Un concentré de vulgate marxiste

En très peu de temps, notre sociologue annonce sa méthode scientifique : « en tant que sociologue, je n’utilise jamais de qualificatifs moraux ». Pourtant quelques minutes plus tard, elle parle de « penser la richesse en fonction de son origine ». Tiens donc, la richesse créée par un artisan, un agent commercial dans l’international ou un informaticien aurait alors une valeur objective différente de la valeur du marché ? N’est-ce pas un jugement de valeur ? Un jugement moral ?

Il faut dire qu’elle abuse de rhétorique collectiviste, Ferghane Azihari avait d’ailleurs relevé le problème de la sémantique du « cadeau fiscal » mais il y a aussi le fait que selon elle « Macron aurait détruit la solidarité » en tentant de supprimer l’ISF (ce qui n’a pas été fait ou partiellement dans sa logique du « en même temps »). On retrouve ici cette conception communiste de considérer la solidarité seulement au travers des contributions obligatoires envers un Etat, comme si le citoyen (riche ou non) était incapable de solidarité libre et spontanée via des dons, par exemple.

On retrouvera beaucoup plus tard cette rhétorique où voyant ses arguments s’écrouler les uns après les autres face à l’imperturbable libertarien, elle ne pourra s’empêcher de lancer le sempiternel homme de paille lacrymal « laissons les entrepreneurs égoïstes créer, rien à faire des autres, etc.. » (grosso modo). Toujours cette même incapacité à envisager que les individus puissent créer eux-mêmes des réseaux de solidarité plus ou moins informels sans avoir besoin de passer par une administration étatique.

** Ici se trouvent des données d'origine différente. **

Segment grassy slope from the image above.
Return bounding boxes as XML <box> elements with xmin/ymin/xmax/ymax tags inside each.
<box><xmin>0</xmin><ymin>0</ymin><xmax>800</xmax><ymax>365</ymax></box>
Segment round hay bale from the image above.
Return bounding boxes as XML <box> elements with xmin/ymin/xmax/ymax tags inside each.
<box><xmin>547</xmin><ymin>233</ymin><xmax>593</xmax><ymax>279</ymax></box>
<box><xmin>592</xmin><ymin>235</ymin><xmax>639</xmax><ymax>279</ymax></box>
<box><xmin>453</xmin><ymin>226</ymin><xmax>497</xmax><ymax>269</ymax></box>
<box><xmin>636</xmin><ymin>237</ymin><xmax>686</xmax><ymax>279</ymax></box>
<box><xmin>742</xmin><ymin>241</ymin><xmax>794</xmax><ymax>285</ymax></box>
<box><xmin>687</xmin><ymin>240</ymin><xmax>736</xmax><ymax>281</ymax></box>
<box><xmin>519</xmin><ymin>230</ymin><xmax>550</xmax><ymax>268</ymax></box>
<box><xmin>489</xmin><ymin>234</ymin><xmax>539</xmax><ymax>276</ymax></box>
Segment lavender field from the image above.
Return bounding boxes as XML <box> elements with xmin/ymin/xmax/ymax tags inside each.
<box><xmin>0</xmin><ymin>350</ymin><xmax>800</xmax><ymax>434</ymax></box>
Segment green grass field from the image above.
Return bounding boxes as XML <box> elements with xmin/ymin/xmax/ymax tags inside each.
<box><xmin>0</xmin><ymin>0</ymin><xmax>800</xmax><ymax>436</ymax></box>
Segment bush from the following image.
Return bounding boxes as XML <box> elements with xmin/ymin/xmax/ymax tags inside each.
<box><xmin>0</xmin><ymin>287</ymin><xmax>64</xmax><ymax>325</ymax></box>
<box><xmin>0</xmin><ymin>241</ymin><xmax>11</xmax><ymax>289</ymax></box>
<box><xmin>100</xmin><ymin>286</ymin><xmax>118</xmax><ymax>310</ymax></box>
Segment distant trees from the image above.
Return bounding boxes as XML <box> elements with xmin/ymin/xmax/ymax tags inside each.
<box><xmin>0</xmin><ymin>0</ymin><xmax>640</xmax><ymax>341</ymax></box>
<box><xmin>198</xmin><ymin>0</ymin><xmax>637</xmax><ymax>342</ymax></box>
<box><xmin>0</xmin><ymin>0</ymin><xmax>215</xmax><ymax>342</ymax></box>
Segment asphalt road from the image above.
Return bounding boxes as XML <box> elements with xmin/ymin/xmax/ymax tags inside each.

Il y a également le fait qu’elle ne peut s’empêcher de tordre le concept de « liberté d’entreprendre » en « liberté d’entreprendre pour les riches », comme s’il n’y avait que Bernard Arnault qui créait des entreprises (et surtout celles de demain). Il faut croire que cette fonctionnaire de longue durée a sans doute du mal à imaginer la création d’emplois autre qu’à travers son employeur de toujours : l’Etat.

La production de richesses ne s’est jamais opposée à la solidarité, bien au contraire, surtout au XIXème siècle, en plein ère du « capitalisme triomphant égoïste ».

C’est expliqué par l’historien américain David Beito. Dès 1803, on comptait en Angleterre 10 000 sociétés mutuelles assurant 700 000 chefs de famille. On peut affirmer que la majeure partie de la population, à qui on prête moins de conscience sociale que de nos jours (du fait qu’il n’y avait pas d’Etat Providence), possédait suffisamment de maturité et de jugement pour s’assurer contre les risques d’accidents et de maladie sans l’aide De l’Etat. L’Etat Providence n’a été au fond qu’une « innovation » récente.

En France, le libéral Frédéric Bastiat parlait avec emphase des « sociétés de secours mutuels » au milieu du XIXème siècle dans Harmonies Economiques :

«Sans doute le salaire arrive avec certitude à la fin d’un jour occupé ; mais quand les circonstances, les crises industrielles ou simplement les maladies ont forcé les bras de chômer, le salaire chôme aussi, et alors l’ouvrier devrait-il soumettre au chômage son alimentation, celle de sa femme et de ses enfants ? Il n’y a qu’une ressource pour lui. C’est d’épargner, aux jours de travail, de quoi satisfaire aux besoins des jours de vieillesse et de maladie. (…) De là les sociétés de secours mutuels, institution admirable, née des entrailles de l’humanité (…). J’ai vu surgir spontanément des sociétés de secours mutuels, il y a plus de vingt-cinq ans, parmi les ouvriers et les artisans les plus dénués, dans les villages les plus pauvres du département des Landes. (…) Dans toutes les localités où elles existent, elles ont fait un bien immense (…). »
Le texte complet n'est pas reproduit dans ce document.